What is the real source of such reasoning? Hastings’ Encyclopædia of Religion and Ethics explains: “Christianity took over from Greek philosophy, and to some extent developed independently, the profound and fruitful idea of the distinction between time and eternity, and between becoming and being. First clearly stated by Parmenides, c. 500 B.C. . . . , it is worked out in considerable detail by Plato, c. 390 B.C., especially in his Phædrus and Symposium.”

Not once, however, does the Bible state that Jesus is coeternal with God. Though Jesus enjoyed a prehuman existence of unspecified length in heaven, the Bible shows that he had a beginning of existence. He is called “the image of the invisible God, the first-born of all creation” and “the beginning [Greek, arké] of God’s creation.”—Col. 1:15; Rev. 3:14.

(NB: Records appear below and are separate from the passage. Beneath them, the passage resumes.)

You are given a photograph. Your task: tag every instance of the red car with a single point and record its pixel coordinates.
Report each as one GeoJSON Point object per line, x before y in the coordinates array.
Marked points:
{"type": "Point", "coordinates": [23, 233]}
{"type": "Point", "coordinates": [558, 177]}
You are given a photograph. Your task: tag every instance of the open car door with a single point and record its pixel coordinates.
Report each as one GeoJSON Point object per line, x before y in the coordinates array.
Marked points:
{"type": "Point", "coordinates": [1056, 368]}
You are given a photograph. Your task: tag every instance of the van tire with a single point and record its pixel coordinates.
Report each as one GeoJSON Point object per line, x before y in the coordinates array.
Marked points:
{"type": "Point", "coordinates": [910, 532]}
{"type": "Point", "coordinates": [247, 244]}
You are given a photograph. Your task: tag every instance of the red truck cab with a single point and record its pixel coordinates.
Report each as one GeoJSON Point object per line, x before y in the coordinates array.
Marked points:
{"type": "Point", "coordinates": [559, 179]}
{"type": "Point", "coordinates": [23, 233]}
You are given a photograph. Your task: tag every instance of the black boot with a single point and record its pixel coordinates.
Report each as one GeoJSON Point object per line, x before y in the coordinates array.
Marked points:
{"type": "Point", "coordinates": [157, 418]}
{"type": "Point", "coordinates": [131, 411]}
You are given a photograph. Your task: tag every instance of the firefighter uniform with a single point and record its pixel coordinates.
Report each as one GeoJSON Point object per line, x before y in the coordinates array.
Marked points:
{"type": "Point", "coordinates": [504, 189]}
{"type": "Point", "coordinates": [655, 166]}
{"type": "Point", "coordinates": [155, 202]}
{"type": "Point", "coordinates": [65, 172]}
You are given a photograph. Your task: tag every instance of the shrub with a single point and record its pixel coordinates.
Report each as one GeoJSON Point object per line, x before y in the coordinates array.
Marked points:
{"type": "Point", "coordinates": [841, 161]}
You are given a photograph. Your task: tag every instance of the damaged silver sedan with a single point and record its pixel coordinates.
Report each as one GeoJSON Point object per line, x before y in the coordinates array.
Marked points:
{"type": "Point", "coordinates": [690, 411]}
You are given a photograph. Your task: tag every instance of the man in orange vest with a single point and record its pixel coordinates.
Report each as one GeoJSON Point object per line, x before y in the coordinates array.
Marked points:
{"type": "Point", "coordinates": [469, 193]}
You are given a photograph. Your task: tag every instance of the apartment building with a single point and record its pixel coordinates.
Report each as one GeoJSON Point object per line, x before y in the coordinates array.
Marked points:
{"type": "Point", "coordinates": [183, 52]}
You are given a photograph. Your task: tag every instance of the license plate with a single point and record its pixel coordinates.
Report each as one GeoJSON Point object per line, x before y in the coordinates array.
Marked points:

The eighth chapter of Proverbs uses similar language concerning “wisdom” personified. There, according to the Greek Septuagint Version, wisdom speaks of itself as “the beginning [arké] of his [God’s] ways for his works” and claims to have existed “before time was in the beginning, before he made the earth.” (Prov. 8:22, 23, Bagster) Does this suggest that wisdom personified had eternal preexistence? No, for verse twenty-two begins with wisdom, saying: “The Lord made [Greek, éktise, “created”] me.”

“Coequal”—Another Loan from Plato

What about the teaching that Jesus is coequal with God? If you read the Scriptures alone, never will you get such a notion. While the Bible sometimes applies the term “god” to Jesus in his prehuman existence and after his resurrection, it uses the same terminology with regard to created angels. The psalmist, for example, declared that God made mankind “a little less than godlike ones.” (Hebrew, elohím, “gods”; Septuagint, “angels.”)—Ps. 8:5, NW.

However, many clergymen try to explain scriptures that apply the term “god” to Jesus as meaning that Jesus is fully equal to God. This is evident in many commentaries on Jesus’ statement, “I and the Father are one.” (John 10:30) For example, Bible scholar C. J. Ellicott claims: “These words assert the oneness in power and nature of the Father and the Son. . . . ‘The Son is of one substance with the Father.’”

A similar explanation is given to the apostle Paul’s statement that “the whole fulness of deity dwells bodily” in Jesus Christ. (Col. 2:9) The noted Bible commentator J. A. Bengel gives an example of Trinitarian reasoning on this verse: “The fullest Godhead, dwells in Christ: not merely the Divine attributes, but the Divine nature itself; . . . as it were the entire essence of the Godhead, dwells in Christ most immediately and really.”

This reminds one of the wording of the “Nicene Creed” (325 C.E.), which declares Jesus to be “true God from true God, begotten not made, of one substance with the Father.” According to the New Catholic Encyclopedia (1967), by the expression “of one substance [Greek, homoousios] with the Father” the Council intended “to assert His full equality with the Father.”

However, to arrive at that doctrine, Christendom once again borrowed from Plato, this time from a form of philosophy known as “Neoplatonism,” or “New Platonism.” “Christian theology,” notes the Encyclopædia Britannica, “took the Neoplatonic metaphysics of substance as well as its doctrine of [essences, or natures] as the departure point for interpreting the relationship of the ‘Father’ to the ‘Son.’”

What, though, did Jesus mean when he said, “I and the Father are one”? J. H. Bernard, D.D., states in A Critical and Exegetical Commentary on the Gospel

According to St. John:

“A unity of fellowship, of will, and of purpose between the Father and the Son is a frequent theme in the Fourth Gospel . . . , and it is tersely and powerfully expressed here; but to press the words so as to make them indicate identity of ousia [Greek for “substance,” “essence”], is to introduce thoughts which were not present to the theologians of the first century.”—Compare John 5:18, 19; 14:9, 23; 17:11, 22.

The teaching that Jesus is coequal and coeternal with God has no foundation in the inspired Scriptures. From start to finish it is evidence of Christendom’s borrowing from the Greek philosopher Plato.

[Footnotes]
Unless otherwise marked, all Scripture quotations in this article are taken from the Common Bible, approved by both Catholic and Protestant authorities.